Signaling properties of CR3 (CD11b/CD18) and CR1 (CD35) in relation to phagocytosis of complement-opsonized particles.

Abstract

Human neutrophils preincubated with antibodies against complement receptor type 1 (CR1) (anti-CD35) and/or complement receptor type 3 (CR3) (anti-CD11b or anti-CD18) exhibited a reduced ability to engulf complement-opsonized yeast particles, whereas cellular adhesion of these particles was reduced only in the presence of anti-CD35 antibodies. These data support the idea that CR1 primarily promotes the adhesion of particles and CR3 mediates the subsequent engulfment. However, the effects of anti-CR1 and anti-CR3 antibodies on particle-induced diglyceride production correlate with the effects of these antibodies on the cellular uptake of the particles. Hence, it seems reasonable to suggest that CR1 also participates in mediating the signal(s) that induce particle uptake. This idea is further supported by the findings that cross-linking surface-bound anti-CD11b, anti-CD18 as well as anti-CD35 antibodies results in activation of phospholipase D (PLD), a signal closely associated with phagocytosis of complement-opsonized yeast particles in human neutrophils.
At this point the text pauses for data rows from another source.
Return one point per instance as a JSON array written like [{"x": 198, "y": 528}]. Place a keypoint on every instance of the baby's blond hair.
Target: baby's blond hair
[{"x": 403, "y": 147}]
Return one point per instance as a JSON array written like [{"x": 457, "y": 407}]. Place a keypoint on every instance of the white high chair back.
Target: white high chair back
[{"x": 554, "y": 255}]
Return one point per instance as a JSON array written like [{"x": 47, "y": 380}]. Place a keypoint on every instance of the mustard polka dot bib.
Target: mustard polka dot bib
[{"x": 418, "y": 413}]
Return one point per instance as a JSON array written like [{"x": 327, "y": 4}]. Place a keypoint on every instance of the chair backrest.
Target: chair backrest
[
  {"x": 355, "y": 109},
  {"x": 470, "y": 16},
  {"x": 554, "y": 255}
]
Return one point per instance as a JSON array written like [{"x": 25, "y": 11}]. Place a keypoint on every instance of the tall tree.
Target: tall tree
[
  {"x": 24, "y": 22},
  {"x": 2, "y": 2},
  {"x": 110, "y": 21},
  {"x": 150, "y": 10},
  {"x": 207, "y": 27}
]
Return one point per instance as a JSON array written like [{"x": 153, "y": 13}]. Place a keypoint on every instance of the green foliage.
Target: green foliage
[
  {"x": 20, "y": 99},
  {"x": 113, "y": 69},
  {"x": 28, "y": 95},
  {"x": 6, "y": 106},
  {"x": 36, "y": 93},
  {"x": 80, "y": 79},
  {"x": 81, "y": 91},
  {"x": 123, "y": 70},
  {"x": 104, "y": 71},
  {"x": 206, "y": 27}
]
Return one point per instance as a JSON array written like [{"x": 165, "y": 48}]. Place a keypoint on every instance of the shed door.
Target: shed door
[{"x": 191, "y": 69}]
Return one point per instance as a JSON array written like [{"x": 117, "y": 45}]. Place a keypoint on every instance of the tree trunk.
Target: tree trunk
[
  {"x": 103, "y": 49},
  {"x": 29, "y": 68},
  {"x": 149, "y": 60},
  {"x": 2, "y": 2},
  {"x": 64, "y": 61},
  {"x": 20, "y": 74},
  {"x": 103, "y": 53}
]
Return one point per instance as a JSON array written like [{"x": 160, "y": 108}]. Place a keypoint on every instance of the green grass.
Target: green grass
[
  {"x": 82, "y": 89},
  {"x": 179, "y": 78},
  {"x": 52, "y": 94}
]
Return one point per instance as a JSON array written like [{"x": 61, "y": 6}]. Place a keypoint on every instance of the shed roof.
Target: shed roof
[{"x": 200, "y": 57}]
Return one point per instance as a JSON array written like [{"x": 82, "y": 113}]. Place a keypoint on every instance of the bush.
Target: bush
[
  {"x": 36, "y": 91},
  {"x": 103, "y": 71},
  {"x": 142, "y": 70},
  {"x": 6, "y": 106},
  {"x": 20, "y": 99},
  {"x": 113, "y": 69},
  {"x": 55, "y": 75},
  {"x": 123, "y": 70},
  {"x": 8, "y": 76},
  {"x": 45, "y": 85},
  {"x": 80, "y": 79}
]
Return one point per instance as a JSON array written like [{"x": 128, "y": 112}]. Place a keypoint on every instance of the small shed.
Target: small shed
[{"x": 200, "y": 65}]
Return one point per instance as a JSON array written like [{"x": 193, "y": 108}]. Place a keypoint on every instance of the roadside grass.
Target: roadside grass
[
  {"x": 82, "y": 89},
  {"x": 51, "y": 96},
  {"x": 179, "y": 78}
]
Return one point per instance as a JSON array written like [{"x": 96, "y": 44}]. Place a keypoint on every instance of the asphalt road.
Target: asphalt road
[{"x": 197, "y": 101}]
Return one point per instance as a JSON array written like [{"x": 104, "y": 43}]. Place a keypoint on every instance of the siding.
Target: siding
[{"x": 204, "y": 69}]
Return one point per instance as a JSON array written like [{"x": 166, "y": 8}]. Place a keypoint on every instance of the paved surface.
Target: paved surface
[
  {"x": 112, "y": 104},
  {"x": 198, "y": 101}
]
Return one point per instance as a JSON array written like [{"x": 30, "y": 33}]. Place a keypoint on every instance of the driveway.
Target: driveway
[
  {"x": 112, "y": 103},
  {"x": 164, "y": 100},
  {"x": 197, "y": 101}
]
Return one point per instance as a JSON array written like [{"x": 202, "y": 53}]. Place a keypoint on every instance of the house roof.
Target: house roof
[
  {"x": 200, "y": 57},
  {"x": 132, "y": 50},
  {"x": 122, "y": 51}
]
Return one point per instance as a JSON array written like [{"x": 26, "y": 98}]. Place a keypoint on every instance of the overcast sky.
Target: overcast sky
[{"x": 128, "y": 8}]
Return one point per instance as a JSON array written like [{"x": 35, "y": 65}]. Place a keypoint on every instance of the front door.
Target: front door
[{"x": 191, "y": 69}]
The signaling property of CR1 was further revealed by the observation that cross-linking of surface-bound anti-CD35 triggered a rapid and transient mobilization of intracellular Ca2+, a signal most likely involved in the phagosome-lysosome fusion that occurs after the uptake of a particle. Pretreatment with PMA, which positively modulates CR-mediated engulfment of particles, was found to potentiate the CR3- and CR1-induced activation of PLD but impair the activation of phospholipase C, giving added support to the idea that PLD activation is the principal signal for the engulfment process. The activation of PLD was also increased by stimulating the cells with anti-CD18 or anti-CD35 antibodies prefixed on Staphylococcus aureus particles, instead of cross-linking cellular-bound antibodies, suggesting that the form of ligand presentation is a critical parameter of phagocytic signaling. Taken together, the present results demonstrate that both CR1 and CR3 can initiate transmembrane signaling in human neutrophils and, in particular, activation of PLD. This activation was also further recognized as an important signal regulating the engulfment of complement-opsonized particles.